Just one of many colorful sayings involving animals, “hair of the dog” is the prescription to cure a hangover by drinking just a bit of what caused it. (From my undergrad days, I know that’s terrible advice.) The fuller version of the expression is “hair of the dog that bit me”, a medieval belief that to cure rabies from a dog bite one only needed to apply some hair from that same dog to the bite wound. (No relevant college experience but I suspect this too is bad advice.) The origin of “it’s raining cats and dogs” is full of fun and fanciful theories but the probable genesis is actually the opposite: rainstorm flooded 17th century London streets carrying water-borne corpses. Sorry you asked? Equally yucky, the origin of “an albatross round his neck” is found in Coleridge’s poem “The Rime of an Ancient Mariner” in which said mariner shoots an albatross, for no good or apparent reason, and is obligated to wear the bird around his neck as punishment.
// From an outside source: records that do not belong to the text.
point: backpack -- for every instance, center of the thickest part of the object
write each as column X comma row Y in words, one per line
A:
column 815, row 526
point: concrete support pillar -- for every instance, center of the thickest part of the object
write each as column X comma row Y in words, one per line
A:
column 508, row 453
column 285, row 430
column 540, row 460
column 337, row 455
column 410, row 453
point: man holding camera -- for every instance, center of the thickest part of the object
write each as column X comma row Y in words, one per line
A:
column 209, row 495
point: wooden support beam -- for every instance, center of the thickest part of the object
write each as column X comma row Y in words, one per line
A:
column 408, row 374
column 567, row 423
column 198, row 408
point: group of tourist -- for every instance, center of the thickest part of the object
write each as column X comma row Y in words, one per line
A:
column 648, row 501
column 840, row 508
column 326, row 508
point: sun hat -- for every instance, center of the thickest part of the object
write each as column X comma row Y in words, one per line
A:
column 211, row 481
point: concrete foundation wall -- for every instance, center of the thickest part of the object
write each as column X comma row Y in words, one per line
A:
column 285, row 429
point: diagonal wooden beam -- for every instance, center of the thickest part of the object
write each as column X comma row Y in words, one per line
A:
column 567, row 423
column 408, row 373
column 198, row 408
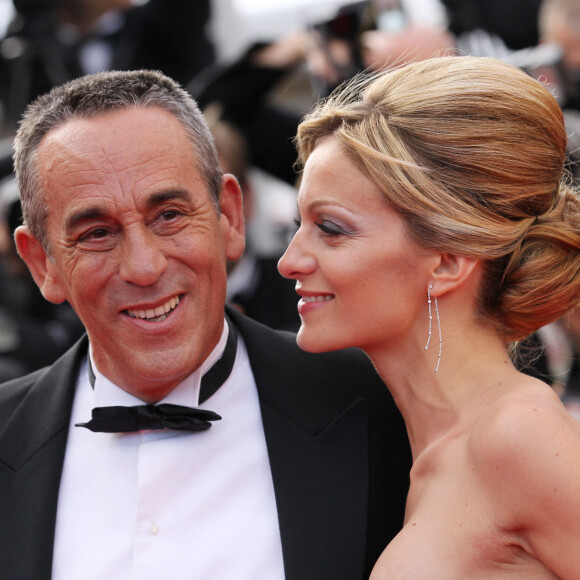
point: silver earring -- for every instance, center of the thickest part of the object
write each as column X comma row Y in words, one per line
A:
column 430, row 325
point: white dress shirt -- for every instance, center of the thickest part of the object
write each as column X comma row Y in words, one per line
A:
column 161, row 505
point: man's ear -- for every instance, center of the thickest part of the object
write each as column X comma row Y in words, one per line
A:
column 232, row 217
column 453, row 271
column 41, row 267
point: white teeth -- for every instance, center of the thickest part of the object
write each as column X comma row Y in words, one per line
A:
column 158, row 313
column 316, row 298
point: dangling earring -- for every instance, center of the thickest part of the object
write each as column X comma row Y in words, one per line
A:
column 430, row 324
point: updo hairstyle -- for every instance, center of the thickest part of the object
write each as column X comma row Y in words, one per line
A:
column 471, row 152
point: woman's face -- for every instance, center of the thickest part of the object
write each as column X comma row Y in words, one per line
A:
column 361, row 279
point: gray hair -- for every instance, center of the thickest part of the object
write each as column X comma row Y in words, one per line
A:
column 93, row 95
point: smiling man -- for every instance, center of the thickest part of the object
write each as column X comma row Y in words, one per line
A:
column 177, row 439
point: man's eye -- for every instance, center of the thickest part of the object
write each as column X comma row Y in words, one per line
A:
column 169, row 215
column 96, row 234
column 329, row 228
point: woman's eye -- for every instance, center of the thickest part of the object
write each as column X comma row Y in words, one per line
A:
column 329, row 228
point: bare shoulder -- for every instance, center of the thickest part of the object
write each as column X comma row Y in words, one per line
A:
column 525, row 449
column 525, row 427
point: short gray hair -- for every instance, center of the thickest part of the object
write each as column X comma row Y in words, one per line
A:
column 93, row 95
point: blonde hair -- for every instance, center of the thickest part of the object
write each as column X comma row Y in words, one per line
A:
column 471, row 152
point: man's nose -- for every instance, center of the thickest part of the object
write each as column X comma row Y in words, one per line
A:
column 143, row 260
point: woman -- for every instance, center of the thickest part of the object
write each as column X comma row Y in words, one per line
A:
column 438, row 230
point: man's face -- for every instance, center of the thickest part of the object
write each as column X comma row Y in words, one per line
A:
column 137, row 246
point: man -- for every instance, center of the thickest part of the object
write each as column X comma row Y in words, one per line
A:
column 302, row 474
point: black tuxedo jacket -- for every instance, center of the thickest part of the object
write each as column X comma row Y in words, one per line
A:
column 337, row 446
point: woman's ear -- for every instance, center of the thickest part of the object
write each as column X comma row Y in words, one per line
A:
column 453, row 271
column 40, row 265
column 232, row 217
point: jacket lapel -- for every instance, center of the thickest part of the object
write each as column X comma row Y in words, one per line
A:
column 32, row 446
column 319, row 460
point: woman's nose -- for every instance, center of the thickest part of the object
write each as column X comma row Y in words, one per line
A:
column 296, row 261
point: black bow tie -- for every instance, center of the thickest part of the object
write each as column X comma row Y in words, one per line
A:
column 167, row 416
column 164, row 416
“Don’t look a gift horse in the mouth”, means you should be grateful for the gift. Dating back to St. Jerome’s “Letter to the Ephesians”, circa 400 A.D., it is advice against implying you had hoped for something more by assessing a gift’s value, such as checking out the teeth of a horse received as a gift in the effort to determine if it’s really an old nag. “White elephant”, meaning a burdensome possession, harkens back to albino pachyderms regarded as holy animals in ancient Thailand. As holy animals they required special food and other treatment and could not be used as simple beasts of burden. As such, a Thai King who had reason to subtly cause the ruin of someone might present them with a white elephant, the gift more than likely leading to bankruptcy. How about “cat got your tongue?” for someone unusually quiet…? Hard to imagine someone with any cat-grasped appendage being quiet and no one knows where that expression originates.